2023-05 → 2025-02
BOTTEC — Telegram E-commerce Platform
Telegram-integrated e-commerce platform with payments, logistics, and warehouse integrations. Sole engineer — design, implementation, integration, release.
- Rol
- Sole engineer
- Stack
- FastAPI · PostgreSQL · Telegram Bot API · Stripe
- Período
- 2023-05 → 2025-02
Este caso de estudio aún no está traducido a tu idioma — mostrando el original en inglés.
The shape of the system
BOTTEC turns a Telegram chat into a full commerce surface: product catalogue, cart, checkout with multiple payment providers (Stripe + local cards), order status, warehouse pick lists, courier handoff. Customers never leave Telegram; operators get a real backoffice.
The hard parts weren't the bot UI — Telegram's bot framework is fine. The hard parts were everything around it:
Payment provider integration. Stripe is straightforward; the local provider had a 200-page PDF spec, no test environment worth using, and a support team that responded in working days. The integration layer is explicitly defensive: typed contracts, idempotency keys, dead-letter queue for reconciliation. When something goes wrong with payments, you find out in seconds, not at month-end close.
Warehouse and logistics. Inventory sync against a third-party warehouse system on a 5-minute pull. Courier dispatch via a separate API. Both are unreliable in different ways, so the order state machine is the source of truth — external systems get caught up to it, never the reverse.
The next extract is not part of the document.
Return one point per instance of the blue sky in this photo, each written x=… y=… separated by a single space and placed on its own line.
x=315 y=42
Owner moderation surface. The owner needs to see live orders, suspend a product, refund a payment, message a customer — all without writing SQL. A small but well-typed admin API + a thin web UI handles that.
Lessons that transferred
Every later project I worked on (Contento, the trading bot, the biotech AI work) inherited two patterns from BOTTEC: state machines as the source of truth, and typed integration contracts even for "throwaway" providers. Both turned out to matter more than the specific stack choices.